SALES of new homes across Queensland have dipped 38.5% compared to the previous financial year.
Latest figures from the HIA new home sales report showed further dips of almost 5% in June, impacting heavily on high-growth areas such as Logan.
“The rise in the cash rate over the past year has seen a significant decline in the volume of new homes sales. This will result in the least number of new homes commencing construction for more than a decade in 2024,” HIA chief economist Tim Reardon said.
“The last year has seen the impact of a 4% increase in the RBA’s cash rate filter through to the new home market, compounding the impact of soaring construction costs across the industry.

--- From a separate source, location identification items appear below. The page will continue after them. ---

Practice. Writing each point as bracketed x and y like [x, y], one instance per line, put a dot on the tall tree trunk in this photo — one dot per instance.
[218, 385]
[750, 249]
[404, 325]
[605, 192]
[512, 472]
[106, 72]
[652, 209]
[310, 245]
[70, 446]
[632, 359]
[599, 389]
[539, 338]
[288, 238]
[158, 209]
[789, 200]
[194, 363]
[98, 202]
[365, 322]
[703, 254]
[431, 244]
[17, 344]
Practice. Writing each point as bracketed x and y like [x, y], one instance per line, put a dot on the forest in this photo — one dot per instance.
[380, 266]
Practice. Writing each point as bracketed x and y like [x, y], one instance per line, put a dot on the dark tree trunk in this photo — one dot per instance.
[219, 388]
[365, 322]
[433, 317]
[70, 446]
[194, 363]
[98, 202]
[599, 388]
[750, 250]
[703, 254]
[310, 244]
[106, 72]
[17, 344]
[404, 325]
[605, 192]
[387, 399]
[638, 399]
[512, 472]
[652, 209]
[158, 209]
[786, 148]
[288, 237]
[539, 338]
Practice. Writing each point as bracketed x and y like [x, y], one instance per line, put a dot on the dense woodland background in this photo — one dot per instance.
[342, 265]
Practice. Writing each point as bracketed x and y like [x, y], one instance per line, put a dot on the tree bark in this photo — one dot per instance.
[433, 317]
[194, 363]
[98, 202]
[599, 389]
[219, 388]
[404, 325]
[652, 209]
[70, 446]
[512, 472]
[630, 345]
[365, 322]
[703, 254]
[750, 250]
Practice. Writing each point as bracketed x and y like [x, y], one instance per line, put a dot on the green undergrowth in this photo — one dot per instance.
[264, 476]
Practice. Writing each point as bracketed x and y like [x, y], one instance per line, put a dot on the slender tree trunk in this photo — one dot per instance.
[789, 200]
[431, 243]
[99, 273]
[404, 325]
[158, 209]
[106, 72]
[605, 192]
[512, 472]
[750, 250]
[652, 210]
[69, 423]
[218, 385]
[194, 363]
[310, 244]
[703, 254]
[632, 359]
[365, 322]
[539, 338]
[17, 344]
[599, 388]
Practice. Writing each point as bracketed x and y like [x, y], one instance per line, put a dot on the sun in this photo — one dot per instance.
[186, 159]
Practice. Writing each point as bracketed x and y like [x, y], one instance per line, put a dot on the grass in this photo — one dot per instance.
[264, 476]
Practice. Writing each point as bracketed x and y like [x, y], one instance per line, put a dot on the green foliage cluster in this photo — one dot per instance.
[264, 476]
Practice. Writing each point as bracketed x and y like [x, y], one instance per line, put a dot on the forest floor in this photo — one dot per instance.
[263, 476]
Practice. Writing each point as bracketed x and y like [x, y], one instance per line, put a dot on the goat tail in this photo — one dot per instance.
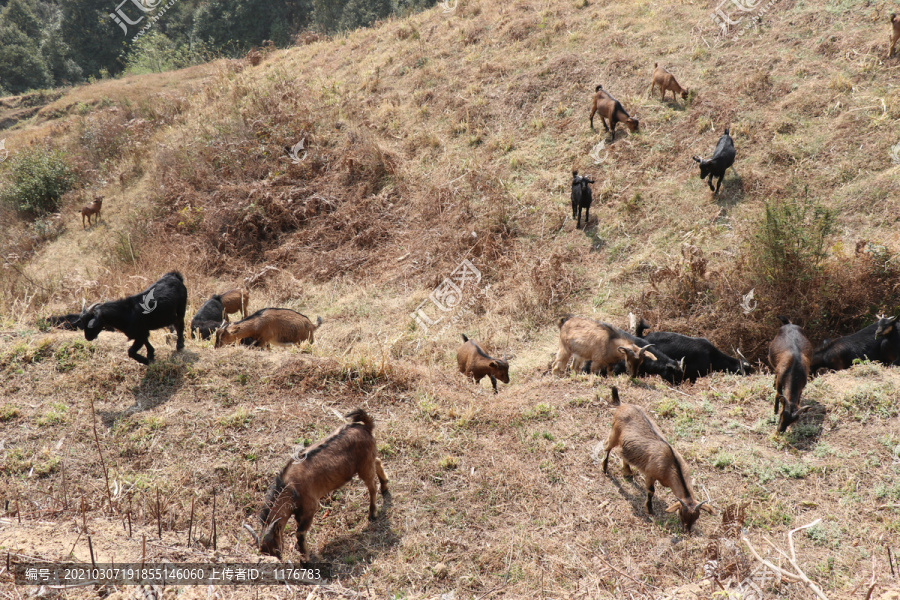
[360, 416]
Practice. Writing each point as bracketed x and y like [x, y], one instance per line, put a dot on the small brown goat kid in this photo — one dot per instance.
[321, 469]
[895, 33]
[269, 326]
[645, 448]
[236, 300]
[666, 83]
[611, 110]
[475, 363]
[602, 344]
[91, 209]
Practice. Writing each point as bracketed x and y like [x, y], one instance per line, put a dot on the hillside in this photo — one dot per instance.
[445, 137]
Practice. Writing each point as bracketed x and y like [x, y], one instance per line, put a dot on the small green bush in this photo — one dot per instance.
[35, 179]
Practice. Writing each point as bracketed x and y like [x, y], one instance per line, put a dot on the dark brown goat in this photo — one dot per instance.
[475, 363]
[236, 300]
[321, 469]
[645, 448]
[790, 354]
[91, 209]
[895, 33]
[611, 110]
[666, 83]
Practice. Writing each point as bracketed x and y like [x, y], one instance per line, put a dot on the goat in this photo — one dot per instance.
[879, 341]
[611, 110]
[666, 82]
[789, 354]
[91, 209]
[723, 157]
[160, 305]
[699, 355]
[895, 33]
[473, 362]
[323, 468]
[269, 326]
[581, 198]
[600, 343]
[235, 300]
[70, 322]
[208, 318]
[645, 448]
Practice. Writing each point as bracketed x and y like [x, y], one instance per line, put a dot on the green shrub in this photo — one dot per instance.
[35, 179]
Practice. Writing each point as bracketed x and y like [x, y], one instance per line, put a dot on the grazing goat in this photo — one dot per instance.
[723, 157]
[879, 341]
[235, 300]
[70, 322]
[160, 305]
[91, 209]
[789, 354]
[699, 356]
[320, 470]
[473, 362]
[581, 198]
[666, 82]
[611, 110]
[645, 448]
[208, 318]
[600, 343]
[895, 33]
[270, 326]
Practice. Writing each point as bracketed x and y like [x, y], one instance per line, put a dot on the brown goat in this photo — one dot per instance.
[91, 209]
[602, 344]
[666, 82]
[895, 33]
[321, 469]
[474, 363]
[611, 110]
[790, 354]
[236, 300]
[645, 448]
[269, 326]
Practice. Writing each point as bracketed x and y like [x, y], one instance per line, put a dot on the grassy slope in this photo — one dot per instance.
[483, 112]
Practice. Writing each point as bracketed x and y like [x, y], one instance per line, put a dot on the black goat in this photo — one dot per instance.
[70, 322]
[789, 354]
[664, 366]
[699, 355]
[209, 317]
[581, 198]
[723, 157]
[879, 341]
[160, 305]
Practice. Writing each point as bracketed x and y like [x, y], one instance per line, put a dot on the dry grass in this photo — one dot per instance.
[429, 140]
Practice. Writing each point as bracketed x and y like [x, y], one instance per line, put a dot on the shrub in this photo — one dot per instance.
[35, 180]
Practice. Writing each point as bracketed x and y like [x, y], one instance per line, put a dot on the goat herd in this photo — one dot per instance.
[590, 346]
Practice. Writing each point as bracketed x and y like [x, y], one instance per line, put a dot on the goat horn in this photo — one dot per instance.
[253, 533]
[271, 526]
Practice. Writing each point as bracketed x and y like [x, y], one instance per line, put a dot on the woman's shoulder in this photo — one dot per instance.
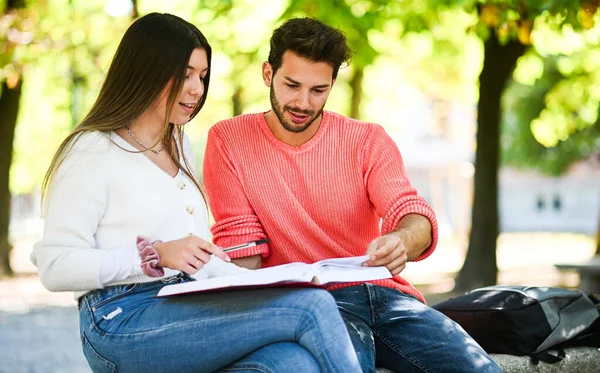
[91, 141]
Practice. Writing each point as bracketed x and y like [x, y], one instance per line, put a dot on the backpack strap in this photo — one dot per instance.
[547, 357]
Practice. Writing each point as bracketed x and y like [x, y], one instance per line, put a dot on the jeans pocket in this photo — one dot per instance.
[102, 297]
[96, 361]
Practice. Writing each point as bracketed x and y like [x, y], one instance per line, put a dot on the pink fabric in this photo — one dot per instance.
[323, 199]
[150, 257]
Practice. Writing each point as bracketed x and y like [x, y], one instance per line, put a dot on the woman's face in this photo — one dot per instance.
[191, 92]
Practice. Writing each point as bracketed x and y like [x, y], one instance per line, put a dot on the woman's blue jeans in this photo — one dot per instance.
[393, 330]
[125, 328]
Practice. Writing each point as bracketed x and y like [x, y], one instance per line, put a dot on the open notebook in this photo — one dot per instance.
[321, 273]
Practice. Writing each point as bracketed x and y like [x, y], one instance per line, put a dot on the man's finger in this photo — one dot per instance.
[202, 257]
[217, 251]
[373, 246]
[397, 265]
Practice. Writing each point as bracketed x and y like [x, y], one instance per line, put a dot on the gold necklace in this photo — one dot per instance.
[142, 144]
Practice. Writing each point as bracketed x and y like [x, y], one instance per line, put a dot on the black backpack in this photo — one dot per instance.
[520, 320]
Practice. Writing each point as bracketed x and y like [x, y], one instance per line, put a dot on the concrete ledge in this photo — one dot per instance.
[578, 360]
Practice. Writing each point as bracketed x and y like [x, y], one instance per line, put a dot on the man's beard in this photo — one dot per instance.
[279, 111]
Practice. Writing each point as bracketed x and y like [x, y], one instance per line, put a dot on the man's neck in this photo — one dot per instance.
[292, 138]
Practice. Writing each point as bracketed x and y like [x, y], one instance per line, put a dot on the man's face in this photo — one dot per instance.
[299, 90]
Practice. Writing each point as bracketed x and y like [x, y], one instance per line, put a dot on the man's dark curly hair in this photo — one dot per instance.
[310, 39]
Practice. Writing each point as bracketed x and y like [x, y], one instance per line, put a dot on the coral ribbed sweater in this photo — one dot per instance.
[323, 199]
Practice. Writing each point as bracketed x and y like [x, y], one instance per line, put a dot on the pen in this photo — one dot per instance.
[245, 245]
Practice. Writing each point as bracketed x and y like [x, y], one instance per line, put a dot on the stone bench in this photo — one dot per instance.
[578, 360]
[589, 274]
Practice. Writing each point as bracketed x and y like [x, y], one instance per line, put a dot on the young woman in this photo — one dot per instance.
[125, 215]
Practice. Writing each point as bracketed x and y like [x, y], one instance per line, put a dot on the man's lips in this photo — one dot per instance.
[297, 117]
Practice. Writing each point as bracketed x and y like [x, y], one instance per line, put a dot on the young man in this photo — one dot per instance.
[318, 184]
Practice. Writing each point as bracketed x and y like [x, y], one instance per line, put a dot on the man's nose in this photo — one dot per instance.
[303, 100]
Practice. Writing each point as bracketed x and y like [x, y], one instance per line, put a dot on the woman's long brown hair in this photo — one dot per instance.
[154, 52]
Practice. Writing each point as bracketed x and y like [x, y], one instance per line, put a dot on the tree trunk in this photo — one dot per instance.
[9, 108]
[236, 101]
[356, 85]
[598, 237]
[480, 266]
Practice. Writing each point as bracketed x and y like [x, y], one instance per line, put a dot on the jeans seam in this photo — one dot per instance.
[401, 353]
[247, 366]
[86, 304]
[108, 364]
[367, 288]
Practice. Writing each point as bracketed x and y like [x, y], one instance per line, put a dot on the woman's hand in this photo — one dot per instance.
[187, 254]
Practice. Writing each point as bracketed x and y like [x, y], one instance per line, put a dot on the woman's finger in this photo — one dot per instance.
[217, 251]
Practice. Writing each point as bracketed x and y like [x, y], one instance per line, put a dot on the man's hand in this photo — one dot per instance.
[388, 251]
[412, 236]
[250, 262]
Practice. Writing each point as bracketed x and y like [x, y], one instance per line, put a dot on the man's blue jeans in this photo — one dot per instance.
[125, 328]
[393, 330]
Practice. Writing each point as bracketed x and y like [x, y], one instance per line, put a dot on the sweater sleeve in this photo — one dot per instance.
[235, 219]
[388, 186]
[66, 256]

“A significant number of existing projects are also being cancelled, as buyers find themselves unable to obtain finance after interest rates and construction costs continued upwards since they signed the contract.
“This lack of new work entering the pipeline will result in fewer projects being commenced, and the volume of work under construction shrinking rapidly from late this year.
“This will occur at the same time that Australia has a pre-existing shortage of housing, and overseas workers and students return to Australia in record numbers.”
Mr Reardon said addressing the shortage of housing required policymakers to stop increasing the cost of new homes through taxes and regulatory imposts.
“The more homes are taxed, directly or indirectly, the fewer homes will be built,” he said.